Hillary Clinton e Barack Obama
Image caption Obama e Hillary durante anúncio no Departamento de Estado

O presidente dos Estados Unidos, Barack Obama, afirmou nesta quinta-feira que os EUA ''não irão torturar'' em seu combate a atividades terroristas e na perseguição aos perpetradores de tais atos.

Obama afirmou que "uma nova era na liderança americana está começando", pouco após ter assinado um decreto que determina o fechamento dentro de um ano da prisão da base militar americana na Baía de Guantánamo, em Cuba.

Nesta quarta-feira, o presidente também assinou medidas que determinam a revisão de tribunais militares de suspeitos de terrorismo e vetam o uso de métodos extremos de interrogatório de prisioneiros.

Os comentários do líder americano foram feitos na sede do Departamento de Estado, durante o primeiro dia de trabalho da nova titular da pasta, a ex-senadora Hillary Clinton.

Obama fez seu pronunciamento pouco após o anúncio de que os Estados Unidos contarão com um enviado especial ao Oriente Médio, o ex-líder da maioria no Senado americano, George Mitchell, e um enviado especial ao Afeganistão e Paquistão, o ex-embaixador dos Estados Unidos na ONU, Richard Holbrooke.

Os dois nomes têm um histórico de êxito em negociações em áreas de conflito. Mitchell foi o negociador americano na Irlanda do Norte e Holbrooke cumpriu papel idêntico na Bósnia.

Enviados

Mitchell irá ao Oriente Médio para tentar garantir a implementação de um cessar-fogo duradouro na Faixa de Gaza, território palestino que foi devastado por 22 dias de ofensiva militar israelense contra o movimento Hamas, que controla a região.

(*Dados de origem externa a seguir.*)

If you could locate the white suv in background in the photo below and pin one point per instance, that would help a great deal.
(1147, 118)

Apesar de mais conhecido por sua participação na resolução do conflito irlandês, o ex-senador também foi indicado pelo ex-presidente Bill Clinton para negociar acordos de paz entre israelenses e palestinos.

Ele é autor de um relatório, datado de 2001, no qual pedia o fim da construção de assentamentos israelenses em territórios palestinos e a repressão por parte dos palestinos de atos terroristas.

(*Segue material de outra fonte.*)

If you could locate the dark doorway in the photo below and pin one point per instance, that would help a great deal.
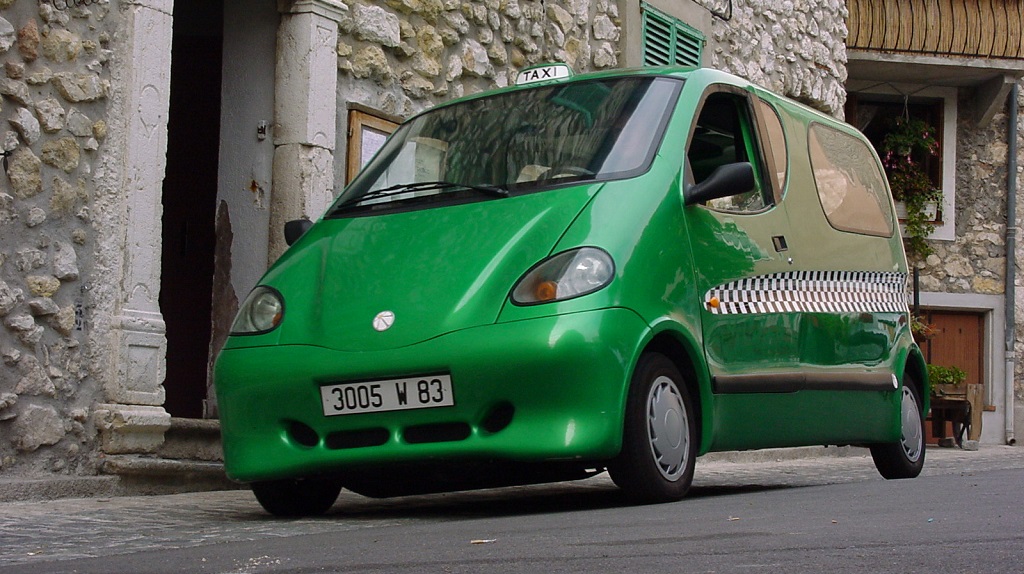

Richard Holbrooke é reconhecido por seu envolvimento com os acordos de paz de Dayton, que puseram fim à guerra na Bósnia.

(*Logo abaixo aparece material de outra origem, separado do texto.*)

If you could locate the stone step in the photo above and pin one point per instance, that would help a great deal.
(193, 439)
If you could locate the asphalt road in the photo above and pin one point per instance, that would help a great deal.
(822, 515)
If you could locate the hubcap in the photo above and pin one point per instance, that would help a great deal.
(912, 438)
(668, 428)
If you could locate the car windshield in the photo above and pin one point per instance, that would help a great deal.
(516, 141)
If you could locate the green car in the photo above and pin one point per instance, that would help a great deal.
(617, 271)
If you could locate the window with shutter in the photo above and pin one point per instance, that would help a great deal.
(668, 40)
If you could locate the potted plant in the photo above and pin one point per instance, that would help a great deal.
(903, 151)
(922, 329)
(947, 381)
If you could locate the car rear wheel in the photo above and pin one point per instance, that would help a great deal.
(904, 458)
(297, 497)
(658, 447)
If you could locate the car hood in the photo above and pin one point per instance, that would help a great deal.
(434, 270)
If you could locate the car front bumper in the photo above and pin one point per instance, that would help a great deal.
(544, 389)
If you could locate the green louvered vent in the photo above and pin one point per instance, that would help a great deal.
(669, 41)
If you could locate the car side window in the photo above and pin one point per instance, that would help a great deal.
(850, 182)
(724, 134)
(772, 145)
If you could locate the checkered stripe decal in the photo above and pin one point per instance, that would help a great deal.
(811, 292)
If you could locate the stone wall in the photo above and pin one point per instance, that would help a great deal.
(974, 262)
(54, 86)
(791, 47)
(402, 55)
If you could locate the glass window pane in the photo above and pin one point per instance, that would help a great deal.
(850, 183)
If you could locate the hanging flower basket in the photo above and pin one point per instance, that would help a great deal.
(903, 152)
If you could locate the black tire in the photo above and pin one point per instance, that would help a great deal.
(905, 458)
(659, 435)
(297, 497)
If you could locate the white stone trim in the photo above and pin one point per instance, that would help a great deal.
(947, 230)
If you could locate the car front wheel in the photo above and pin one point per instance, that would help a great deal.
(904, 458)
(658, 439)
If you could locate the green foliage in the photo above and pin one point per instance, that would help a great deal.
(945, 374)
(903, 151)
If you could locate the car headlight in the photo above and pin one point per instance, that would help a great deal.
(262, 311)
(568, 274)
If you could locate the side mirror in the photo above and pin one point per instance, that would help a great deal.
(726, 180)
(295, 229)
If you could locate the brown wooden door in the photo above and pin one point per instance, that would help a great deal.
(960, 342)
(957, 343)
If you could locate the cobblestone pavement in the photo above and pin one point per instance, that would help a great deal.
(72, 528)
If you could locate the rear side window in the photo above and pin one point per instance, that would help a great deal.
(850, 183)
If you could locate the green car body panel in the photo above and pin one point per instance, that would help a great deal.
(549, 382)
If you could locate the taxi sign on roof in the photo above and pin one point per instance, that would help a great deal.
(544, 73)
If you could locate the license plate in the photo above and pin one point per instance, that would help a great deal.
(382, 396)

Ele era um dos favoritos para o posto de secretário de Estado na gestão de Bill Clinton, mas acabou perdendo o cargo para Madeleine Albright.

Faixa de Gaza

Durante o anúncio, Obama deu as primeiras declarações sobre o conflito entre israelenses e palestinos na Faixa de Gaza desde que tomou posse, na última terça-feira.

O presidente dos Estados Unidos afirmou que o enviado especial para o Oriente Médio, George Mitchell, irá "assim que possível" para a região para tentar alcançar um cessar-fogo "duradouro e sustentável" no conflito.

"Será uma política de meu governo procurar ativamente e agressivamente a paz entre israelenses e palestinos, assim como de Israel com seus vizinhos árabes", disse.

Obama afirmou que, para que um cessar-fogo seja atingido, o grupo palestino Hamas deve interromper o lançamento de foguetes contra Israel e o país deve completar a retirada de suas tropas da região.

"Os Estados Unidos e seus aliados apoiarão medidas para o fim do contrabando na região, para que o Hamas não possa se rearmar", disse.

Obama, no entanto, também pediu que Israel abra as fronteiras de Gaza, "para permitir a entrada de ajuda e o comércio, com um regime apropriado de monitoramento internacional e com a participação da Autoridade Palestina".

"Assim como o terror do lançamento de foguetes contra israelenses inocentes é intolerável, também é intolerável um futuro sem esperança para os palestinos".

O presidente dos EUA também se disse "profundamente" preocupado com as mortes de palestinos e israelenses na última ofensiva na Faixa de Gaza e com a crise humana na região.

"Nossos corações estão com os civis palestinos, que estão necessitando urgentemente de comida, água limpa e auxílio médico básico".

Reiterando o apoio americano "ao direito de defesa de Israel", o presidente sinalizou que a solução dos conflitos passa pela construção de um Estado palestino.

"Uma paz duradoura necessita de mais que um cessar-fogo longo. É por isso que eu sustento um compromisso ativo para a busca de dois Estados vivendo em paz e segurança lado a lado", disse.